Une initiative législative écologiste, visant à diminuer les risques d'exposition au cadmium, un métal lourd hautement toxique, sera examinée ce mercredi soir à l'Assemblée nationale. Ce projet soulève de nombreuses interrogations sur ses implications pour la santé publique et la compétitivité de l'agriculture française.
Qu'est-ce que le cadmium et comment se retrouve-t-il dans notre nourriture ?
Le cadmium est un élément naturellement présent dans les sols, mais son utilisation accrue dans l'agriculture, notamment à travers les engrais phosphatés, a conduit à une contamination des cultures. Selon l'Agence nationale de santé et de sécurité de l'alimentation (Anses), l'alimentation constitue la principale source d'exposition au cadmium pour les Français, touchant des produits courants comme les céréales, les pommes de terre, et divers légumes.

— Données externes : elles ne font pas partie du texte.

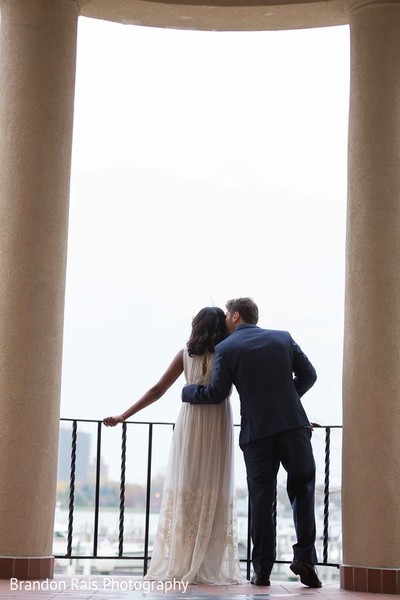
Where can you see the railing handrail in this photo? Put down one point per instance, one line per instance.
(146, 557)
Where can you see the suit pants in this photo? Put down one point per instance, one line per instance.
(263, 457)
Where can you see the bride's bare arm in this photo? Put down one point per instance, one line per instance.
(154, 393)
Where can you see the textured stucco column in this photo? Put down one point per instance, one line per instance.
(371, 412)
(37, 80)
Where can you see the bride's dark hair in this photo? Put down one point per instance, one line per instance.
(208, 329)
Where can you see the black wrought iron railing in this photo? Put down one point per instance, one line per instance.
(116, 552)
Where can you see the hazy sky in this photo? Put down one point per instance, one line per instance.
(206, 166)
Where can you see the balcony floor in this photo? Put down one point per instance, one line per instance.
(124, 588)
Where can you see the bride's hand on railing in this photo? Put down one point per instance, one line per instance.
(113, 421)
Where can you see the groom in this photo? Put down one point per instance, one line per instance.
(270, 373)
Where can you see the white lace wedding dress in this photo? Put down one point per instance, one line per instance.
(196, 539)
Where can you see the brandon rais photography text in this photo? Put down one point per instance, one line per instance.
(106, 583)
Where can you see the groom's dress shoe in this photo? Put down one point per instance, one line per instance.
(307, 573)
(260, 580)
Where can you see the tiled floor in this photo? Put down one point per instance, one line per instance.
(124, 588)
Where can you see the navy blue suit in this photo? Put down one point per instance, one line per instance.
(270, 373)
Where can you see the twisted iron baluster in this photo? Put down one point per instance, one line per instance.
(72, 488)
(148, 491)
(248, 555)
(326, 494)
(122, 492)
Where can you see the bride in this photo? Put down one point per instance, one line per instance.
(196, 539)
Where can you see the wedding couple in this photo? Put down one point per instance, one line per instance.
(196, 539)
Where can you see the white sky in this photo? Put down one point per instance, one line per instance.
(206, 166)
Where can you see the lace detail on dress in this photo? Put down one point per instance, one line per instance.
(196, 539)
(196, 535)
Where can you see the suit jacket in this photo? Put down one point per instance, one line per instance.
(270, 373)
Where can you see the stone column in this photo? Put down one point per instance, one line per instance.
(37, 79)
(371, 379)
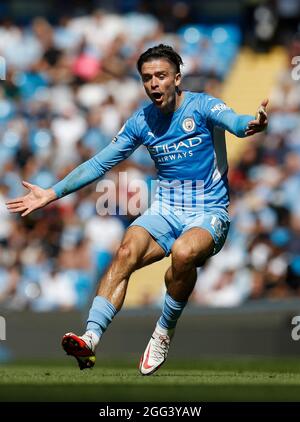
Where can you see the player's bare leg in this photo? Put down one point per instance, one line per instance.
(137, 250)
(188, 252)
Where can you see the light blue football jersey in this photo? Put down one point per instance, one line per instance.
(187, 146)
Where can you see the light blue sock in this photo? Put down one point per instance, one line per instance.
(171, 312)
(100, 316)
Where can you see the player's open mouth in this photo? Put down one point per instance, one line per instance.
(158, 97)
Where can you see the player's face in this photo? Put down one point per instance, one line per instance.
(160, 82)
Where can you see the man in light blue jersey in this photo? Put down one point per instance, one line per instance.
(184, 133)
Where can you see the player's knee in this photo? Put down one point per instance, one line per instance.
(126, 254)
(183, 255)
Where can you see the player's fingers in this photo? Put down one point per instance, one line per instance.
(27, 184)
(26, 213)
(20, 209)
(14, 201)
(14, 206)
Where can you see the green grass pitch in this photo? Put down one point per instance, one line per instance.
(203, 380)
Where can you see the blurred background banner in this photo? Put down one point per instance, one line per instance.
(68, 83)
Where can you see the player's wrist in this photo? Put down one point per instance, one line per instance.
(51, 195)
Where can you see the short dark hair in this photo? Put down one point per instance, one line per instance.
(160, 51)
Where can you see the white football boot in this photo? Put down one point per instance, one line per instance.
(156, 351)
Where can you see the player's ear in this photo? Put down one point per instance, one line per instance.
(177, 79)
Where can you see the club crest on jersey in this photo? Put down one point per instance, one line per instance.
(114, 140)
(188, 124)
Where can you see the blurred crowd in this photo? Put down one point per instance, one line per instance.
(68, 90)
(261, 258)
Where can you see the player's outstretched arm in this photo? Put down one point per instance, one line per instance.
(260, 122)
(36, 198)
(81, 176)
(240, 125)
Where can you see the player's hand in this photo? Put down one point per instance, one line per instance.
(36, 198)
(261, 120)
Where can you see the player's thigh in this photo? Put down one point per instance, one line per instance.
(142, 246)
(193, 247)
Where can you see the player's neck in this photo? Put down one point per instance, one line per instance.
(178, 99)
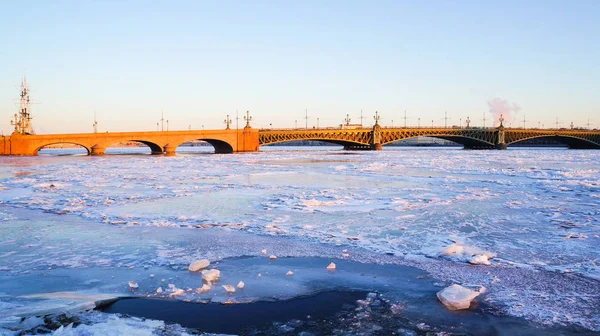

Les Français sont-ils très exposés au cadmium ?
Des études ont révélé que près de la moitié des Français souffrent d'une exposition au cadmium dépassant les niveaux de sécurité recommandés. Comparativement, les Français sont trois à quatre fois plus exposés à ce métal toxique par rapport à leurs voisins européens. Des professionnels de la santé, comme le médecin généraliste Pascal Meyvaert, soulignent une recrudescence des cas de cancer du pancréas, ce qui pourrait être attribué à cette exposition prolongée.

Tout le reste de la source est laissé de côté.